When the Supreme Court handed down its decision in Montgomery v. Caribe Transport II, the freight and logistics industry took note for the obvious reason: broker liability. But the downstream implications for driver safety — and for how companies throughout the supply chain think about driver vetting — deserve far more attention than they’ve received.
The ruling doubled down on the reality behind driver vetting: knowing who is operating a vehicle matters just as much as knowing who owns it.
The gap between carrier vetting and driver vetting
For decades, the freight industry has built its safety infrastructure around the carrier. FMCSA ratings, insurance certificates, and safety scores are all oriented toward the company, not the individual behind the wheel. This made sense when criminal networks lacked the sophistication to exploit that gap, but it makes considerably less sense now.
Cargo theft has evolved. What was once largely opportunistic — a trailer left unattended, a lock cut in a parking lot — has become a coordinated, intelligence-driven enterprise. While straight theft remains the most common approach, criminal operatives aren’t just working around vetted carriers. In some cases, they are inside them, obtaining legitimate employment as drivers precisely because the vetting infrastructure stops at the company level.
Pickup remains the biggest point of vulnerability in the supply chain. The issue goes beyond carrier vetting because a real driver can show up to collect a load and still represent the wrong carrier — whether by mistake, impersonation, or in the case of purchased Motor Carrier numbers, by having effectively become that carrier on paper.
Montgomery v. Caribe doesn’t eliminate this vulnerability, but it creates accountability for ignoring it.
What the ruling changes
The court’s decision reinforces that parties in the freight chain can bear meaningful liability when due diligence falls short and causes harm. The focus in the immediate aftermath was on broker exposure, but the same logic applies up and down the chain.
Shippers who assign high-value loads. Third-party logistics providers who select carriers. Risk managers who sign off on security protocols. If the standard of “we checked the carrier” is no longer sufficient to insulate a broker from liability, it is worth asking whether it remains sufficient for any party making a decision about who moves a shipment.
At this point, driver safety is more than a DOT compliance category. It is a risk management imperative with legal, financial, and operational consequences that the ruling has made considerably harder to ignore.
What due diligence actually looks like now
The conversation in the industry has shifted from whether driver-level vetting matters to how to operationalize it at scale. That shift is overdue.
Effective driver-level due diligence goes beyond a background check at the point of hire. It includes verification of identity, driving history, and credentials at the time a load is tendered — not just when a driver joins a carrier’s roster. The window between initial hiring and actual dispatch is where exposure lives.
This isn’t about creating an adversarial relationship with drivers.
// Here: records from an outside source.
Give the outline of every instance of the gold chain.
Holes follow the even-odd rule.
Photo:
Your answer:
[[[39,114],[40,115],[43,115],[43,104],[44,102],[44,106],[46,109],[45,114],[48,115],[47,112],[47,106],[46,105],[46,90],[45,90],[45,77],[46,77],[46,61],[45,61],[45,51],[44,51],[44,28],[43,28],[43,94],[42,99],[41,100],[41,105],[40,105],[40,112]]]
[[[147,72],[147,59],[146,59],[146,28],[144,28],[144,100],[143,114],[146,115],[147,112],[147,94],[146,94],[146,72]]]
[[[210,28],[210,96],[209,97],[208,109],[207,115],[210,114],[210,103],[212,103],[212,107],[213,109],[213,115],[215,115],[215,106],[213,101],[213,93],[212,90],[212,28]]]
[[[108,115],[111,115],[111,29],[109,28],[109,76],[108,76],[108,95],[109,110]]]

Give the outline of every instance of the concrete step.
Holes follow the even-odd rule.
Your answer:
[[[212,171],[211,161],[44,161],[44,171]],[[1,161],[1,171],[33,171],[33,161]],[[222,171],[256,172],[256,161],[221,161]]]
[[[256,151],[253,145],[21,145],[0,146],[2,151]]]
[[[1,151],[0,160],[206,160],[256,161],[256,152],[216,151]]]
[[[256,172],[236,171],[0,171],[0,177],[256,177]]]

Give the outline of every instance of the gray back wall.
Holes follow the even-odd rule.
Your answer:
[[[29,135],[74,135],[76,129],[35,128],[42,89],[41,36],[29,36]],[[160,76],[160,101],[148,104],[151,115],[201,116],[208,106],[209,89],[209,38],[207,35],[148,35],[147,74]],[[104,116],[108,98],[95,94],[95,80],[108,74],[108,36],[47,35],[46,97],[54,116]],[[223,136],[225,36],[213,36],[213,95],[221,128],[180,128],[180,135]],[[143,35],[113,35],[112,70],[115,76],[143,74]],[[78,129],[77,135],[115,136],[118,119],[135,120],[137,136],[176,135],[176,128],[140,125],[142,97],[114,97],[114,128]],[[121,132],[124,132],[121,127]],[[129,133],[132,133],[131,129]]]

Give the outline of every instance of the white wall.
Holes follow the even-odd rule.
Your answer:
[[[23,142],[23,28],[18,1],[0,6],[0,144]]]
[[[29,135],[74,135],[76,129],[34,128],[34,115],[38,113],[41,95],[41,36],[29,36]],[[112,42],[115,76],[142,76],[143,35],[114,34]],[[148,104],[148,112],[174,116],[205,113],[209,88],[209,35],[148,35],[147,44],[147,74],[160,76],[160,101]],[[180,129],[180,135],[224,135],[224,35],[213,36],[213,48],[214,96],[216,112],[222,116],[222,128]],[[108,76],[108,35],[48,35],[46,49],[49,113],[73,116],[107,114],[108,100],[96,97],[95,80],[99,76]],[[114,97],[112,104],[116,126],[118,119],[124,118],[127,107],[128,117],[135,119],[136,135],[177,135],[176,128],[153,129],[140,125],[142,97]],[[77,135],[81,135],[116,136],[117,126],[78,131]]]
The overwhelming majority of commercial drivers are professionals who take safety seriously and have nothing to hide. The point is to close the specific, documented gap that organized crime has learned to exploit — the assumption that a legitimate carrier automatically means a legitimate driver on any given load.
The industry has the tools — the question is adoption
The technology and processes to close this gap exist. What has lagged is the sense of urgency to deploy them systematically. Montgomery v. Caribe may have just supplied it.
For supply chain safety and security professionals, the takeaway is straightforward: the ruling is a signal, not a ceiling. Companies that treat driver-level vetting as a future priority rather than a current practice are accepting risk that the courts — and increasingly, their customers — may not allow them to defer much longer.
Driver safety has always been a human imperative. It is now, unmistakably, a legal one.